Ever since upgrading our deployment with Federate 7.17.3-27.2 we are starting to see the following responses from time to time from the siren/_search endpoint.
{
"error" : {
"root_cause" : [
{
"type" : "i",
"reason" : "Unable to acquire a search lock on indices MY_INDEX_NAME",
"suppressed" : [
{
"type" : "index_not_found_exception",
"reason" : "no such index [MY_INDEX_NAME]",
"index_uuid" : "XXXXXXXX",
"index" : "MY_INDEX_NAME"
}
]
}
],
"type" : "i",
"reason" : "Unable to acquire a search lock on indices MY_INDEX_NAME",
"suppressed" : [
{
"type" : "index_not_found_exception",
"reason" : "no such index [MY_INDEX_NAME]",
"index_uuid" : "XXXXXXXXXXXX",
"index" : "MY_INDEX_NAME"
}
]
},
"status" : 500
}
It does not occur every single time. Retrying the request can sometimes make the issue go away. I’m not sure why it thinks the index isn’t found because it’s definitely there and I have no issues querying it from the normal Elasticsearch /_search endpoints.
My current workaround is to clone the index and that seems to solve the problem but then within hours or days it will start complaining about the same issue with a different index.
Is this a known issue with this version? Any ideas how to fix this?
Can you please confirm how did you perform the Siren federate upgrade is it a Rolling upgrade? What was the last version of Siren federate?
Also please cross check the disk space generally when the disk space reaches 90%-95% used Elasticsearch indices get locked when there is a shortage of disk space on the server.
These indexes are all part of an alias managed by ILM
There are 6+ nodes and each index has 1 primary and 1 replica shard
All nodes have 1+ TB of free disk space
I have not noticed any shard relocations beyond the usual ILM ones, but the specific indexes in question had been rolled over already
I’ll stress that normal Elasticsearch search requests have no issues on the same indexes. It’s only when I switch to the /siren/INDEX/_search endpoint that I see these so it feels plugin-specific rather than a misconfiguration with the underlying index. I cannot think of any configuration change that we have made beyond updating Elasticsearch and the Federate plugin.
Happy to provide any other info you think would be helpful.
I wanted to add that my team just ran into this exact issue. We were upgrading from ES 6.8.2 to 7.17.3-27.2 on a 21 node cluster.
The issue only occurred when running siren queries on indices that had also been written to after the upgrade.
We tried restarting the elastic service on each node and that seemed to resolve the problem. Though we are eager to hear if there is any more information about this issue.
@microsen Just tried restarting the problem cluster and you’re right, restarting seems to have resolved the problem.

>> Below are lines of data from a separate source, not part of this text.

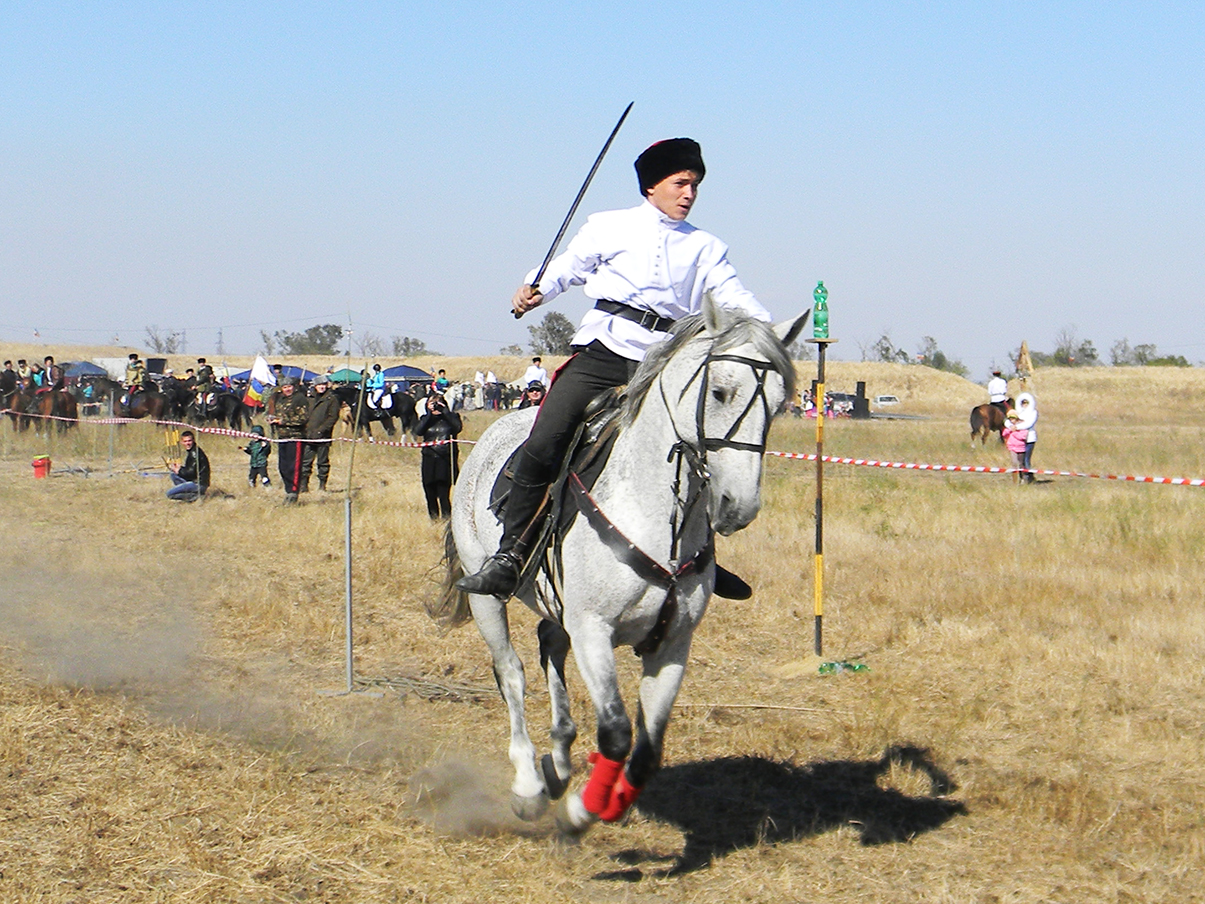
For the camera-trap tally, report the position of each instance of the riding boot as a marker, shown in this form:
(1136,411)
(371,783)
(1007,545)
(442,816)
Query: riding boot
(729,586)
(500,574)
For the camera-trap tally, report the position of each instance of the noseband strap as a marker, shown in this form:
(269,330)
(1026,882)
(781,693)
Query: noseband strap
(705,444)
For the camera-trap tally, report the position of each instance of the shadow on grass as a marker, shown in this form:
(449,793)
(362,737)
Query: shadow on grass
(724,805)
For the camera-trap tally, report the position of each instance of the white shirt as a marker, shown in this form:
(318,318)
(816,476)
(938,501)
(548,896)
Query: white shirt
(1027,410)
(535,373)
(642,258)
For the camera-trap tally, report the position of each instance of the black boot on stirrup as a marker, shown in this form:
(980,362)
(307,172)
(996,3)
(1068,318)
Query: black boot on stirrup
(729,586)
(498,577)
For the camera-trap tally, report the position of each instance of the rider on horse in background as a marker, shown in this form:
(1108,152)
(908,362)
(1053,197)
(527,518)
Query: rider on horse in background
(52,375)
(204,387)
(998,392)
(375,386)
(646,268)
(135,376)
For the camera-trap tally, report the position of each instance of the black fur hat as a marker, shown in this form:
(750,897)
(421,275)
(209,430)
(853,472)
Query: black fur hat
(665,158)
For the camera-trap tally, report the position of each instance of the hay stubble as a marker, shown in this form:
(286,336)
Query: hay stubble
(164,739)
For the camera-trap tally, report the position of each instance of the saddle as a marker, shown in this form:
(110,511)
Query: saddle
(588,453)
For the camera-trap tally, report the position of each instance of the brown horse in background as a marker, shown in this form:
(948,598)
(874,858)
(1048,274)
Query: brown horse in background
(146,403)
(54,406)
(987,418)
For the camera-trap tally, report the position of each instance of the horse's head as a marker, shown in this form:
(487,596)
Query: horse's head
(723,377)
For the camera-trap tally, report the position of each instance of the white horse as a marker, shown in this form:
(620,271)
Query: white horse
(638,563)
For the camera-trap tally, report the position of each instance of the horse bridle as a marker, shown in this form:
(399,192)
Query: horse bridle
(703,444)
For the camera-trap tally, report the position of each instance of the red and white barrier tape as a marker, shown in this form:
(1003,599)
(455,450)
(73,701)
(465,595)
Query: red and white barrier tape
(228,432)
(985,469)
(792,456)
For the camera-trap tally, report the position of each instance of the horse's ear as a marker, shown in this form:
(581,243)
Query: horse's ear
(712,315)
(789,330)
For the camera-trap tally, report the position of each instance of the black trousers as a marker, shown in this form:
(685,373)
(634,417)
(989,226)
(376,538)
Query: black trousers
(289,453)
(438,471)
(315,453)
(592,370)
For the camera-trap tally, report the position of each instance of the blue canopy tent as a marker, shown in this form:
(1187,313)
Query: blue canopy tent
(287,370)
(404,371)
(83,369)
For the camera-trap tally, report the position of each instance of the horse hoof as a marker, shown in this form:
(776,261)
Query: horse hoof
(557,785)
(572,819)
(529,809)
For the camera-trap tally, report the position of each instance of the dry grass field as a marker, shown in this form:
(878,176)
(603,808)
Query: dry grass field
(1030,726)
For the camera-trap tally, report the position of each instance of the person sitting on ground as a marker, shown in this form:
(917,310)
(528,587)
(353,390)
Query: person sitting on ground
(190,476)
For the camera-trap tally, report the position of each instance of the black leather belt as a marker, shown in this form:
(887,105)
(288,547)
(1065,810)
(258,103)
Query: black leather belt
(648,320)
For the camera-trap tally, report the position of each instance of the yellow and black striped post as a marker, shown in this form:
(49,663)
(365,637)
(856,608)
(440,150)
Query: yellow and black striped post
(821,338)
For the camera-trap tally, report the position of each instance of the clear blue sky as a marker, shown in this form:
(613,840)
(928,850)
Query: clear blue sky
(982,172)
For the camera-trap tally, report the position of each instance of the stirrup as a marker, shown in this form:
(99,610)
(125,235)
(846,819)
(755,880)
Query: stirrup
(498,577)
(729,586)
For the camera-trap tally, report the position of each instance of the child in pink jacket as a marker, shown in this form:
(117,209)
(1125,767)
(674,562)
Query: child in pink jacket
(1015,439)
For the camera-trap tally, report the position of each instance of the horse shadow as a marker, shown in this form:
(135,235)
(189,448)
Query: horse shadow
(724,805)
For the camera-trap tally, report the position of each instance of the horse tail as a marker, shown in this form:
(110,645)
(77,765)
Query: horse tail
(452,608)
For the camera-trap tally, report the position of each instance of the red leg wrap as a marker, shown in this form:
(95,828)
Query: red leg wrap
(604,775)
(623,796)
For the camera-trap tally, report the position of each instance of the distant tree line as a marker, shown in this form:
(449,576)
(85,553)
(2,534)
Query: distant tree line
(1073,352)
(554,333)
(928,354)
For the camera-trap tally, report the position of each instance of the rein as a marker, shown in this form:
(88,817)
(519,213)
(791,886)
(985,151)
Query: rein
(692,459)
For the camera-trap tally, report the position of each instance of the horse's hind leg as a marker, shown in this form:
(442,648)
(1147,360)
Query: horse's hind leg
(529,794)
(557,765)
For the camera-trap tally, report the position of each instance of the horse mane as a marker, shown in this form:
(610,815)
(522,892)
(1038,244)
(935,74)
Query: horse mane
(739,330)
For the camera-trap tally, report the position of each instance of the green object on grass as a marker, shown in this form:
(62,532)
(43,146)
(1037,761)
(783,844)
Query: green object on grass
(836,668)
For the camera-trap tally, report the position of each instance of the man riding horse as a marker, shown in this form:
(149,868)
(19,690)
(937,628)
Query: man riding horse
(646,268)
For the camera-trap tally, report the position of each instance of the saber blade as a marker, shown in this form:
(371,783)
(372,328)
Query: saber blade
(577,200)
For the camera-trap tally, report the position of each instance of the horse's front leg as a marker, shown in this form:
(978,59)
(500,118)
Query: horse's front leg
(595,662)
(663,671)
(529,794)
(557,765)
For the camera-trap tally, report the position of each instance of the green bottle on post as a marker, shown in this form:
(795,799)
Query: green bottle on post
(820,311)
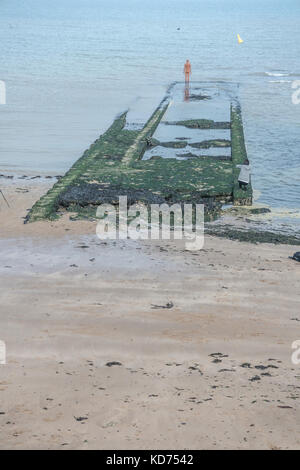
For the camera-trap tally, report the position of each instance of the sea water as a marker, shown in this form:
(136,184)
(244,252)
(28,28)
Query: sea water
(70,66)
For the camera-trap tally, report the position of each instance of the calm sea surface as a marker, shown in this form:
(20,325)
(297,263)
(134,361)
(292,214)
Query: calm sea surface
(71,65)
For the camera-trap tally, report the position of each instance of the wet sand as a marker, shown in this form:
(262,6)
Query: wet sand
(213,371)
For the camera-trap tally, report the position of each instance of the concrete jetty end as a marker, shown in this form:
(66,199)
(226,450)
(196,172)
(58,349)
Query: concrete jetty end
(186,152)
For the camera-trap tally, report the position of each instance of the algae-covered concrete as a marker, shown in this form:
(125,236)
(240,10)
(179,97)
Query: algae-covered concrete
(198,172)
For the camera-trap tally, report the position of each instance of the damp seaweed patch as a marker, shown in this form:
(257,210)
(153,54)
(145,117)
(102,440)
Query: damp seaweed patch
(114,165)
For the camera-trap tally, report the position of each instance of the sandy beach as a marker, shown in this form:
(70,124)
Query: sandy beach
(94,361)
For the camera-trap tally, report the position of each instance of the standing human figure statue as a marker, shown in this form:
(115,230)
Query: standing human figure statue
(187,71)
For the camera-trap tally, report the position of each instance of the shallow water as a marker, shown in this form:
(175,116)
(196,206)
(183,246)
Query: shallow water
(71,66)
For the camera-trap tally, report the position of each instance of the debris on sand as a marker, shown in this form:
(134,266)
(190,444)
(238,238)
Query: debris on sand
(80,418)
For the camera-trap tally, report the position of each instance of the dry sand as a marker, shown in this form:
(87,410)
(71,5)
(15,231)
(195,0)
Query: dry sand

I’ll report back here if the issue crops back up, but restarting seems to be a valid workaround in the meantime.
I spoke too soon… It seemed to help initially but the errors eventually showed back up. We’re seeing a pattern where it happens after ILM moves and merges an index from a hot to a warm node.
I’ve been running more tests on my end and I believe it has to do with shard location. One of our clusters uses ILM but does not relocate shards to warm nodes and is not giving us these errors.
So, I ran a test where I confirmed that siren searches were responding without errors. I then manually rolled over the index. As soon as the shards moved to their warm nodes siren started throwing the index not found errors. I manually moved the shards back to their original nodes and the siren requests started succeeding again.
I guess the workaround would be to ensure shards don’t move but that only works as a temporary solution because then a single node will start to be overloaded.
@Manu_Agarwal Could you please try replicating the above scenario? We are deployed in Elastic Cloud and are unable to roll back to prior versions of ES + plugin so we’re a bit stuck here.
Thank you for these useful details which allowed us to identify a malfunction related to indices rerouting, we are still investigating on it, and we’ll provide a patch release as soon as possible.
We could replicate the scenario you described, the bug was fully identified and is now fixed.
Thanks again for taking the time to report this issue.
The fix will be available in the next patch release coming shortly.
Looks like the link is working now. We deployed this and ran a few tests with relocating shards and all seems to be resolved! Thank you for your open communication about this issue and quick resolution.